Exercising is a healthy and entertaining activity which helps us stay fit and in a good mood. However, it is common for people to sustain injuries during or after engaging in different workouts. The most common injuries among athletes are contractures, stiffness, tendonitis, back pain, and knee complications. Therefore, to avoid injuries, before exercising you must prepare the muscles, increase and improve their flexibility, and achieve a greater range of motion. Here is how to go about it.

Stretching

Stretching is necessary if you want to enhance flexibility. It will help you keep your muscles flexible and ready for all kinds of movements and routines. There are different ways to lengthen a muscle, some of them are passive, active, ballistic stretching, and proprioceptive neuromuscular facilitation.

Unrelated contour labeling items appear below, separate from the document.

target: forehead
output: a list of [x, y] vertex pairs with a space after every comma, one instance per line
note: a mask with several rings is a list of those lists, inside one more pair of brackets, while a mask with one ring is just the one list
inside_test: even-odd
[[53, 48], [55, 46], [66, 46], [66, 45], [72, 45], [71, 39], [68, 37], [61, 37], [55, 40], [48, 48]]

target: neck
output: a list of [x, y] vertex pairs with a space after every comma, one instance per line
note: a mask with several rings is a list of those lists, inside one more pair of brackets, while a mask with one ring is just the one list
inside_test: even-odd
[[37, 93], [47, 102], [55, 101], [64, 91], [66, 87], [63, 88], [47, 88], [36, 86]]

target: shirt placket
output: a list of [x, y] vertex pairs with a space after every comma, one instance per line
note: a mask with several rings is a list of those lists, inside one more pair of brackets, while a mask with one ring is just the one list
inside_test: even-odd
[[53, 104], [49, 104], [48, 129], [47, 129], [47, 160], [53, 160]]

Among them, the most recommended is passive stretching. But first, you must do a brief warm-up that can consist of running at a moderate pace, jumping, or going up and down the stairs. The goal is to activate the cardiovascular system and warm up the muscles.

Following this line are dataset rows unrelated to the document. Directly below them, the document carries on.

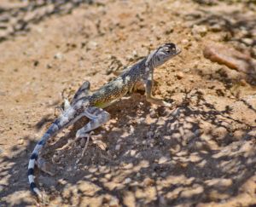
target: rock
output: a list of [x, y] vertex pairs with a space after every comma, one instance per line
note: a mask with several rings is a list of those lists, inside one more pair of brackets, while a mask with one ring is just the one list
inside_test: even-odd
[[224, 64], [249, 75], [256, 74], [256, 63], [252, 57], [244, 53], [223, 44], [211, 43], [203, 50], [205, 58], [218, 64]]
[[180, 80], [182, 78], [184, 78], [184, 74], [182, 72], [178, 72], [177, 74], [176, 74], [176, 78]]
[[143, 181], [143, 184], [147, 187], [152, 186], [154, 184], [154, 181], [149, 177], [146, 177]]
[[192, 28], [192, 34], [195, 37], [201, 37], [206, 36], [207, 33], [207, 28], [205, 26], [194, 25]]
[[112, 197], [108, 204], [109, 204], [109, 207], [119, 207], [119, 200], [116, 197]]
[[131, 179], [130, 177], [125, 178], [125, 184], [128, 184], [131, 181]]

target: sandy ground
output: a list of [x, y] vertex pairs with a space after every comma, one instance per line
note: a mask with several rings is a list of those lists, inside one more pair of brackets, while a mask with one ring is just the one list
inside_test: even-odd
[[256, 88], [202, 55], [220, 43], [255, 58], [256, 6], [199, 2], [97, 1], [37, 21], [21, 14], [26, 30], [0, 26], [0, 206], [38, 204], [27, 164], [62, 91], [71, 97], [85, 80], [96, 89], [166, 42], [183, 52], [155, 70], [154, 94], [176, 105], [150, 105], [141, 91], [109, 106], [78, 164], [84, 141], [61, 147], [87, 120], [58, 134], [42, 154], [55, 175], [37, 173], [49, 205], [256, 204]]

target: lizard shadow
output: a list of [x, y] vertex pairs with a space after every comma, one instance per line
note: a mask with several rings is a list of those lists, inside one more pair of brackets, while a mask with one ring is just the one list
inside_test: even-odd
[[[82, 147], [74, 145], [65, 150], [55, 176], [41, 171], [37, 175], [41, 190], [51, 195], [53, 202], [84, 205], [96, 198], [98, 205], [116, 202], [122, 206], [129, 202], [147, 206], [220, 202], [236, 198], [253, 181], [255, 129], [233, 118], [232, 108], [216, 109], [200, 91], [186, 91], [172, 110], [154, 108], [143, 96], [133, 95], [107, 111], [112, 115], [102, 139], [107, 150], [90, 142], [77, 164]], [[82, 119], [55, 138], [45, 147], [44, 158], [51, 163], [56, 150], [85, 123]], [[6, 163], [1, 179], [10, 175], [7, 183], [15, 185], [19, 178], [15, 191], [1, 193], [3, 198], [27, 190], [26, 175], [21, 173], [27, 163], [22, 160], [28, 160], [28, 150], [35, 142], [26, 139], [26, 150], [14, 147], [15, 156], [1, 158], [1, 163]], [[19, 204], [1, 202], [12, 206], [32, 204], [26, 199]]]
[[[128, 206], [129, 199], [148, 206], [195, 204], [231, 199], [254, 176], [253, 128], [234, 118], [228, 106], [217, 110], [200, 91], [186, 92], [174, 110], [151, 109], [143, 96], [134, 95], [106, 111], [115, 120], [105, 129], [108, 149], [90, 144], [78, 165], [81, 147], [66, 152], [55, 177], [65, 181], [55, 182], [58, 193], [47, 190], [51, 199], [61, 197], [63, 204], [76, 205], [93, 198], [122, 206]], [[74, 124], [50, 146], [47, 157], [84, 123]], [[234, 124], [239, 127], [230, 127]], [[235, 136], [236, 131], [241, 135]], [[43, 186], [49, 189], [47, 183]]]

Then we can turn to articles to develop the stretch. For example, in the sports industry, the mats that serve as mats to work some areas of the body, the foam rollers designed to release muscle contractures and the so-called yoga blocks stand out. These articles allow us to stretch, relieve muscle tension, and facilitate all kinds of movements to continue advancing in the workouts and improve muscle flexibility.

Muscle Psoas-Stretch

It is one of the largest muscles in the body and plays an important role in the positioning of the trunk and in the mobility of the joints. To work that area, lie on your back on a mat recommended for stretching. Bend one of the legs until the knee is well bent. Hold the knee with the opposite hand, gradually bringing it closer to the chest.

With the other leg resting on the ground, bring your foot as close as possible to the hand that is not supporting the knee and hold this position for 20 seconds. Repeat the process with the other leg.

Quadriceps

It is one of the extensor muscles of the legs and allows you to perform movements like walking, running, and jumping. To work that area, stand up, facing forward, and with your feet together. Bend your right knee so that your foot is level with your glute in the same direction. Hold your foot with your right hand and try to hold your balance for a few seconds. Perform the same position with the other leg.

Triceps

The triceps are located at the back of the spleen, above the elbow, and serve the function of helping the flexion and extension of the arms, as well as supporting the weight with the hands. For this area, stand upright with your legs shoulder-width apart. Bend one arm so that the palm touches the shoulder blade. The elbow should be flexed. Push your elbow back with the help of your other hand and hold the pose for a few seconds. Change arms and repeat the movements.